While tomatoes are heating, in separate container, beat eggs with fork. Once the tomatoes and asparagus are warmed through, add eggs to pan and season liberally with salt, pepper and garlic powder.
Stir the mixture so that the tomatoes and asparagus are evenly distributed. With a spatula, occasionally lift edges of egg mix to allow uncooked egg to drain underneath, thereby cooking faster. Once omelette is retaining its shape, gently shake pan to free it from any stickage and occasionally shake omelette so it slides around the pan while it cooks.

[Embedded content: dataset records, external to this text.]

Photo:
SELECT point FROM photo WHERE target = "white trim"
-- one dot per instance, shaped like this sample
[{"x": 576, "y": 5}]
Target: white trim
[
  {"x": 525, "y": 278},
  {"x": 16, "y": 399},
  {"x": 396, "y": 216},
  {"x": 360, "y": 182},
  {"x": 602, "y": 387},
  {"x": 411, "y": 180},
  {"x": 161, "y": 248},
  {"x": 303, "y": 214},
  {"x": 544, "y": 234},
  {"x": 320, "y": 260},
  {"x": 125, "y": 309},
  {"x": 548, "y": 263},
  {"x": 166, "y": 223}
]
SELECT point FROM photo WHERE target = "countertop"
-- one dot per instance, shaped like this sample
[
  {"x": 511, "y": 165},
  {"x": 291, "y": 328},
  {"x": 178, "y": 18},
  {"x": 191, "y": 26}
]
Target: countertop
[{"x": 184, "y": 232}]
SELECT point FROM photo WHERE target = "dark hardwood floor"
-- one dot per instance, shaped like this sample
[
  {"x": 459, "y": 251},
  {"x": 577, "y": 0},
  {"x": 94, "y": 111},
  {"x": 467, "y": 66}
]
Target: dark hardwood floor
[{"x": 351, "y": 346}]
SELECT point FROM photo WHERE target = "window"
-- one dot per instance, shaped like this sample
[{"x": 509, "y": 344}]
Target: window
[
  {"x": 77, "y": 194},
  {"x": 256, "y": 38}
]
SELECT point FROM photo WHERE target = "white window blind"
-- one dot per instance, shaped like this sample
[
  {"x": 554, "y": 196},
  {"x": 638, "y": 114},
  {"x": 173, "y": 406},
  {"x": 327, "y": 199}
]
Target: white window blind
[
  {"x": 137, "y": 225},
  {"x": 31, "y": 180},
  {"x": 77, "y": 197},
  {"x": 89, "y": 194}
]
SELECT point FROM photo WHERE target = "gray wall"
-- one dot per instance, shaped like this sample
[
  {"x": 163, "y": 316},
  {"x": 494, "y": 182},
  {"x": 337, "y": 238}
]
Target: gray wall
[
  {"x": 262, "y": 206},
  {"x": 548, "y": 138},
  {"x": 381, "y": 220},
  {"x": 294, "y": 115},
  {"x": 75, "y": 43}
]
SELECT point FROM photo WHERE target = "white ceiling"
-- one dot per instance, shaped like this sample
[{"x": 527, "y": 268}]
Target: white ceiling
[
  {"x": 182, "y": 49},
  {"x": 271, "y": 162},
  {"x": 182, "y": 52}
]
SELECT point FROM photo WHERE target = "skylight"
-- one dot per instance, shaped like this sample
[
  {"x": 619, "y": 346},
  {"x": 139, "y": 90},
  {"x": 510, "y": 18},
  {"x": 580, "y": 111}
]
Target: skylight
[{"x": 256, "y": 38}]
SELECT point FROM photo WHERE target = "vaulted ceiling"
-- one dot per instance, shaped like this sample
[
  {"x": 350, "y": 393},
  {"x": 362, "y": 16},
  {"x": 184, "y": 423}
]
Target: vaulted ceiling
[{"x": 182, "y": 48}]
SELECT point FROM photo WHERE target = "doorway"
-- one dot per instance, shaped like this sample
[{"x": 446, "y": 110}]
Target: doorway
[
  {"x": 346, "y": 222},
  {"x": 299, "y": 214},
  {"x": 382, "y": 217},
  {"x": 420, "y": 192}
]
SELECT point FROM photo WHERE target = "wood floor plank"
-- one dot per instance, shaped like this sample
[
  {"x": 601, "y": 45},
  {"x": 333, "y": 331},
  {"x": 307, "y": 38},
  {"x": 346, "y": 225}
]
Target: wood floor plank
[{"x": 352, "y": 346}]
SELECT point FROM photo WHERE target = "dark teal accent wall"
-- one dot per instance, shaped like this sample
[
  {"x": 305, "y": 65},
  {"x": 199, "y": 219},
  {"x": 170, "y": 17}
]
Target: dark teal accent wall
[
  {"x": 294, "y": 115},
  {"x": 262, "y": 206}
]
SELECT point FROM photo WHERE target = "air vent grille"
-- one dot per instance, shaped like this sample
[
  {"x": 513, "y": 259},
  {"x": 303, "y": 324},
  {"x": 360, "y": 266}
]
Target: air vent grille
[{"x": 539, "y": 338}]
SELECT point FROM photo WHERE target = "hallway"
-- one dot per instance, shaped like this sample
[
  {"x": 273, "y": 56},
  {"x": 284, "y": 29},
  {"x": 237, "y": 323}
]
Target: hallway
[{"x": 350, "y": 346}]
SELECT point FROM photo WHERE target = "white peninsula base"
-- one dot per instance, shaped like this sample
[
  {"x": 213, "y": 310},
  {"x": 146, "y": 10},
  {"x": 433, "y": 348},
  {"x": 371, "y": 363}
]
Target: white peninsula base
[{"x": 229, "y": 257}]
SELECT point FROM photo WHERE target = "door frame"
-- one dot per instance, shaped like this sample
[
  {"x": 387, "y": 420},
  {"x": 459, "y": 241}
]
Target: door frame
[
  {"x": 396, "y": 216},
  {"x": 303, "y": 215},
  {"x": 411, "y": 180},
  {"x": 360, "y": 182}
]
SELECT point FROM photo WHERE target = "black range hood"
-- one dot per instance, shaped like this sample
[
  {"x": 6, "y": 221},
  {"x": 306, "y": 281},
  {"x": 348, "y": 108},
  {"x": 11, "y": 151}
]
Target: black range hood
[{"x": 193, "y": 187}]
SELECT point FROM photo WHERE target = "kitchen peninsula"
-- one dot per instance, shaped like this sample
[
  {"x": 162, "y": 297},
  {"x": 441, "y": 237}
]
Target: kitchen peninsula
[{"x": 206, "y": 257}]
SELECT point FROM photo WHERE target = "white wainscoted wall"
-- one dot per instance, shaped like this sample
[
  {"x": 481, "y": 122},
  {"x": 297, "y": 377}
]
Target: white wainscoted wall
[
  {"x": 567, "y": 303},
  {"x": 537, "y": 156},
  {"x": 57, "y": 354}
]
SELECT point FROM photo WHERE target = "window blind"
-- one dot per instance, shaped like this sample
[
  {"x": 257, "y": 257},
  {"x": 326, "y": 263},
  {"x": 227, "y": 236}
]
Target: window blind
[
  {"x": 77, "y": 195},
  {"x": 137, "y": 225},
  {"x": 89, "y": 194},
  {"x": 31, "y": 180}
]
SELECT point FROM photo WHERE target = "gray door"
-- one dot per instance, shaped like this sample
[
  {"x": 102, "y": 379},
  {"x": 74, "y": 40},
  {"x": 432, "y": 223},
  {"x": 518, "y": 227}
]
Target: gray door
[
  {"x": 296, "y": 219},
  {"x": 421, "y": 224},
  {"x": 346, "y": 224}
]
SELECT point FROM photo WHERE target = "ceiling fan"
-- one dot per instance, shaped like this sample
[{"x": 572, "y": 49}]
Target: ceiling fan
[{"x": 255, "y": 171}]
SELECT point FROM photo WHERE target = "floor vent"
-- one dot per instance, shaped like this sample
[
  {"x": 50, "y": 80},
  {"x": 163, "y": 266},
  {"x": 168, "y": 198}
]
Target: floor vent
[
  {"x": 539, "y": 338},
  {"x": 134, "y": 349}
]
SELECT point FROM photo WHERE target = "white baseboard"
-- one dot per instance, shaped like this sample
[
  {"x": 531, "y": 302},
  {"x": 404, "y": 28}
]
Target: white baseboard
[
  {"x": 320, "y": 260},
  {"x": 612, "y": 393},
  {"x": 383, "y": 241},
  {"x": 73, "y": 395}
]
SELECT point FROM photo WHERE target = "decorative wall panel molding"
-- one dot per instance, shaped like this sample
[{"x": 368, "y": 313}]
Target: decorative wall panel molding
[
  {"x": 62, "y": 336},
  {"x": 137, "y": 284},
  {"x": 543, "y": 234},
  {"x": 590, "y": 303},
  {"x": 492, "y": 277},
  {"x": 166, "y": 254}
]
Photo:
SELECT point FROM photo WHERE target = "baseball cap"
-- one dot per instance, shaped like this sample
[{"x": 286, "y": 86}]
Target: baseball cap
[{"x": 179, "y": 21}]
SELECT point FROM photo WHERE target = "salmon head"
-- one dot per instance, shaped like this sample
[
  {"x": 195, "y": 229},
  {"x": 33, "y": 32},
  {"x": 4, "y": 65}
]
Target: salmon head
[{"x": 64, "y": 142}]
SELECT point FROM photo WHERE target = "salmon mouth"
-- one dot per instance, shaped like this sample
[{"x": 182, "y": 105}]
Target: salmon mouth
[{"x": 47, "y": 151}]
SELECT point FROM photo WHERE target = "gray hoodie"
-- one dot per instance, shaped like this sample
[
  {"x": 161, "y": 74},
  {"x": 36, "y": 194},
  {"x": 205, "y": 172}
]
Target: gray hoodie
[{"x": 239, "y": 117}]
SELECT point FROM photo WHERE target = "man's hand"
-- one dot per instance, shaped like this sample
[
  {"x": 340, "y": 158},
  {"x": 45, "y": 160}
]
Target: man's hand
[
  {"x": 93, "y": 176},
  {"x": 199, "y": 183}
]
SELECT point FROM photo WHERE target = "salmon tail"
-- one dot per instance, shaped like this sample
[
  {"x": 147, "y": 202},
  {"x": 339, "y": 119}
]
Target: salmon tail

Once eggs are nearly set but still wet, sprinkle half of omelette with goat cheese. With spatula, gently fold omelette over to close. Slide onto plate. You can sprinkle with additional goat cheese as desired.
And here’s the recipe for the yummy welcome drink they served:
- ½ cup sugar
- 4 cups cubed watermelon
- 3½ cups water
- ½ cup freshly squeezed lemon juice
1. Bring sugar and 1/2 cup water to a boil in a small saucepan, stirring sugar to dissolve. Set aside.
2. Put the cubed watermelon in a blender and puree until smooth, about 20 seconds. Strain through a fine mesh sieve. You should have about 2 cups of strained watermelon juice.
3. Mix the sugar syrup with 3 cups cold water and the lemon juice. Stir well.
4. Fill glasses with ice, add about 3 tablespoons of watermelon juice and then top off with lemonade. Stir gently before serving.